The third point I’d like to emphasize is that living the Baha’i life and taking action accordingly is most vibrant when it is thoroughly integrated into other aspects of one’s college life. It’s not just that Baha’is should balance Baha’i aspects of life with supposedly non-Baha’i aspects of life. This would be to wrongly assume that there is an aspect of one’s life that isn’t, or perhaps shouldn’t be, called to account by the Baha’i Revelation. Just as Jesus is Messiah seven days a week and not just on Sunday, so too, the transforming potency of Baha’u’llah’s Word is to be brought to bear in some way on every facet of human life. This, of course, has to do with one’s approach to studying. The central activity of college life is obtaining an education and is highly praised in the Baha’i Faith. And, of course, the pursuit of a degree does not override everything else in life. But beyond one’s studies, this insight greatly affects the way a student builds and develops relationships with others during that time. If it is at cross-purposes with one’s spiritual commitments then efforts to engage with others on a spiritual level will feel all the more contrived and unnatural. Sometimes I think about what it would be like to go back and visit Earlham now that I’ve graduated and been away for so long. Sadly, I wouldn’t know anyone besides the faculty. But it also occurred to me that if I did get into conversations with students I would probably be relatively confident conversing with them about spiritual matters. In fact, I suspect I would be far more confident than I was when I was a student. And the crucial difference is that the way I would relate with those students would be entirely different than the way I related with friends and acquaintances when I was myself a student.

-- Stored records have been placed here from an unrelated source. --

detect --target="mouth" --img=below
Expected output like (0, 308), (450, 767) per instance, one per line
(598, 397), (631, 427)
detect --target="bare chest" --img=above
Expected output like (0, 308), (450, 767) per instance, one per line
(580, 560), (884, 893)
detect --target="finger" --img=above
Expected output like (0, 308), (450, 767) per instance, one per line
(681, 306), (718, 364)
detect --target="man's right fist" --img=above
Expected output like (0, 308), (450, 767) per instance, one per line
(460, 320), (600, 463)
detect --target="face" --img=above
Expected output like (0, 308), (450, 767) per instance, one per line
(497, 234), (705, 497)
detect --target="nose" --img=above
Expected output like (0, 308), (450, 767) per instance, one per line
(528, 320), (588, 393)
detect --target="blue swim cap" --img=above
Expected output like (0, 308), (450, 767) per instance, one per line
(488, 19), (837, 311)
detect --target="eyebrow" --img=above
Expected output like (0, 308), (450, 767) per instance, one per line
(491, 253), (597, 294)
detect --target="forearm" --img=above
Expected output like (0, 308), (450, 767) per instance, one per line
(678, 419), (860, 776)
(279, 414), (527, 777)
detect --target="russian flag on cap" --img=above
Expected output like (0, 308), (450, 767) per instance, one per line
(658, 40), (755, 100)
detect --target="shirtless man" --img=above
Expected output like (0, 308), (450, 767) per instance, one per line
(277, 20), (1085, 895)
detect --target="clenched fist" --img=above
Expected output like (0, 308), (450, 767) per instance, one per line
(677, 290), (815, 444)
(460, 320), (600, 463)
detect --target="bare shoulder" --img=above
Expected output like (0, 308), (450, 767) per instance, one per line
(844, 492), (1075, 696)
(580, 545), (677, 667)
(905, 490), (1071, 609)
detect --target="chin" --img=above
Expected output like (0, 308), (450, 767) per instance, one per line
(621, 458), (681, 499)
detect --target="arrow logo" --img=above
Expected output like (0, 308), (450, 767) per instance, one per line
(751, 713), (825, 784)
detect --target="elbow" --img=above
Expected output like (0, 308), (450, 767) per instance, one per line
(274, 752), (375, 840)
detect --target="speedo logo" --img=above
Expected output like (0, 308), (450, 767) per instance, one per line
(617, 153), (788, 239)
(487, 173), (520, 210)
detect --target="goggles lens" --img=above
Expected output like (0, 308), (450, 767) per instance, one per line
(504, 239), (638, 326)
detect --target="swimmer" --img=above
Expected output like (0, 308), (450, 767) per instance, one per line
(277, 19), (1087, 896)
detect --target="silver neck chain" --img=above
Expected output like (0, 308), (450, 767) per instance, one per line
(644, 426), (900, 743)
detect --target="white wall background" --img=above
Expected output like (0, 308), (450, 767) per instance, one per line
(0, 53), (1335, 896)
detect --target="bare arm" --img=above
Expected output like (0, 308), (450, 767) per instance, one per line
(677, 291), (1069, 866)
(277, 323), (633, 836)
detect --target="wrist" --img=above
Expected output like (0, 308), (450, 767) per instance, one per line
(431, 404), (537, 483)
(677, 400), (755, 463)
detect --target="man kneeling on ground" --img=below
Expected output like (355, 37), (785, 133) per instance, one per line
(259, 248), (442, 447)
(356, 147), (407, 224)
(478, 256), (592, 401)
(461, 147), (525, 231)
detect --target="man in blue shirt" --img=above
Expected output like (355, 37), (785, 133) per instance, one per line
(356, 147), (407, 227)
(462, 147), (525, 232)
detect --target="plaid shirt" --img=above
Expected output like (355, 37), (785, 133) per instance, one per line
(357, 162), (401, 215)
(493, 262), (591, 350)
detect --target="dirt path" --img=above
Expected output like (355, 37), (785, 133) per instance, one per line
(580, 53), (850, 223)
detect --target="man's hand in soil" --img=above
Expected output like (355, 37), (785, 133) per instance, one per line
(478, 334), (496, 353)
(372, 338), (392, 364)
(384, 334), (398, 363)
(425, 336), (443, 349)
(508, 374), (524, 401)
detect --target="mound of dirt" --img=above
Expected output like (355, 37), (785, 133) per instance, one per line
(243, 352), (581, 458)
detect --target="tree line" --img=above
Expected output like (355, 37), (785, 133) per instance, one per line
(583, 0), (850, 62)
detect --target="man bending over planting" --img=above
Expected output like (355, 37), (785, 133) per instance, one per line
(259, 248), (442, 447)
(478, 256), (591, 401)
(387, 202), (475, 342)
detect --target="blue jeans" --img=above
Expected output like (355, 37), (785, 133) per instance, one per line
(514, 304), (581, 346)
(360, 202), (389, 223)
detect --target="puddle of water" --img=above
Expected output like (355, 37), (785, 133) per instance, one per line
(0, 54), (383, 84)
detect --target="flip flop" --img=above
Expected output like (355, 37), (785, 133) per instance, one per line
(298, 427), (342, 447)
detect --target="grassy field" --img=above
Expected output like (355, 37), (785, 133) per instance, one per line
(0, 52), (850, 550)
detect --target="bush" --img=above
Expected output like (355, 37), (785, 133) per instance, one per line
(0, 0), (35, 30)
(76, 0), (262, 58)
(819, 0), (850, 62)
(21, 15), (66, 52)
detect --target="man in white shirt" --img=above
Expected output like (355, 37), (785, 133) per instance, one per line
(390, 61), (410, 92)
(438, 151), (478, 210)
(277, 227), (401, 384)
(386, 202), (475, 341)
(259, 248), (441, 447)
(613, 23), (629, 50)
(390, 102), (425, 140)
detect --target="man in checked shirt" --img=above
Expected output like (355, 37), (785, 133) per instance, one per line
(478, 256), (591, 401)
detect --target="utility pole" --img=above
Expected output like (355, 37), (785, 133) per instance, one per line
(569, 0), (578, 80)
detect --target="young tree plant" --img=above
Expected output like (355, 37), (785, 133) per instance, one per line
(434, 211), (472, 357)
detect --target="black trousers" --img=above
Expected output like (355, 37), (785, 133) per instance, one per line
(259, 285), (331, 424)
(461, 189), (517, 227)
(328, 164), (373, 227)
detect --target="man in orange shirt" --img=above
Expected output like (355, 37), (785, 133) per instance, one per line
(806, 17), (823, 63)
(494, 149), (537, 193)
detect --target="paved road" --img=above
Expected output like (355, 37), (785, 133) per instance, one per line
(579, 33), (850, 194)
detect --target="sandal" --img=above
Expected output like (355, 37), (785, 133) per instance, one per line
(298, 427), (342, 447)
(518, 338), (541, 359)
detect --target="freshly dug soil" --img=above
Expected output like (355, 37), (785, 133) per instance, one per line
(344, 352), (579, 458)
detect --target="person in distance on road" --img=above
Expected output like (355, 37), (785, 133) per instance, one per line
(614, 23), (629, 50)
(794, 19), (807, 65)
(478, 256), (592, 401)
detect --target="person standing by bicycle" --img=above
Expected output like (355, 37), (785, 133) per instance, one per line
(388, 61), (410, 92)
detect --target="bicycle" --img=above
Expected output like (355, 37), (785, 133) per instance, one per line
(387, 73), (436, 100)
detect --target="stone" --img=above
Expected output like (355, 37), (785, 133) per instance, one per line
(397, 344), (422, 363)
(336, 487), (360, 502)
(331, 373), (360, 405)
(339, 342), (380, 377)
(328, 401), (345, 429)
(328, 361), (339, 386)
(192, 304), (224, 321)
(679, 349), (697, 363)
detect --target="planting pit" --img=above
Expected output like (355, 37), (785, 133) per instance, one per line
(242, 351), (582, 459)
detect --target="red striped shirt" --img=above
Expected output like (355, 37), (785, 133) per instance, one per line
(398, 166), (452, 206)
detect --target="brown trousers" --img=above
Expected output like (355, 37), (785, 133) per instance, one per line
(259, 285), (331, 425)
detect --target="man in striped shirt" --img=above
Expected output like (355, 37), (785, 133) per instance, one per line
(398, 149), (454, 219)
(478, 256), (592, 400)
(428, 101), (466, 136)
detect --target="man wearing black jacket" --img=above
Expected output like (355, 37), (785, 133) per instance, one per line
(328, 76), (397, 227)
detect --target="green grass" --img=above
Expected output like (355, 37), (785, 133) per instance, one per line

Looking back, I think one of the biggest obstacles to being a more effective teacher was a fear of social stigmatization. I was afraid people might look at me in a less positive light if I were to present the Baha’i Faith with more courage. This is in large part because most of the relationships I developed in college were generally unrelated to my commitments and passions as a Baha’i. This is obviously related to the fact that I was nearly half way through my second year by the time I became a Baha’i. But even if I had, I think the outcome would have been quite similar. The Baha’i Faith had little to do with the way I made and developed friendships, even after I became confirmed in the faith. And once that lifestyle was established I feared that people might feel betrayed if I started broaching spiritual matters more directly. As an aside, it never occurred to me and others that our friends and acquaintances might feel pleasantly surprised rather than betrayed in such a scenario. But however torn I and others felt by this inner conflict, there is another way. And this is to establish relationships upon a spiritual basis. By this is not meant a doctrinal or sectarian basis. Rather it means, perhaps, that interactions are based around activities and topics that uplift the human soul, spread joy, and advance the cause of justice in the world. This is further strengthened, if these relationships are built around studying the Word of God for this age and striving to put it into practice.
As I mentioned earlier, the beginning of a semester is a great time to start anew. Just as this is the case for individuals contacted during an expansion phase, it is all the truer for those confirmed collaborators stepping out to begin those relationships in the first place. This presents an exciting opportunity for incoming Baha’i students. As you probably know, Baha’i youth are increasingly at the forefront of teaching efforts before they reach an age for beginning higher education. And increased focus on the education of children and the spiritual empowerment of early adolescents will only reinforce this trend in the years to come. With growing frequency, Baha’i youth will begin their college career with the will and capacity to engage in intensive teaching efforts. Effective planning and coordination between Baha’i upperclassmen and these incoming students can help draw them to the forefront of teaching as soon as they step on campus. Not only can this greatly augment the capacity and enthusiasm of the broader effort, but it can also be a profound blessing for the incoming student. There are many ways to make new friends and get established when entering college. Some are better than others. But looking back, I can’t think of any better way of beginning college than to seek and find new souls with whom to walk on a spiritual path of service.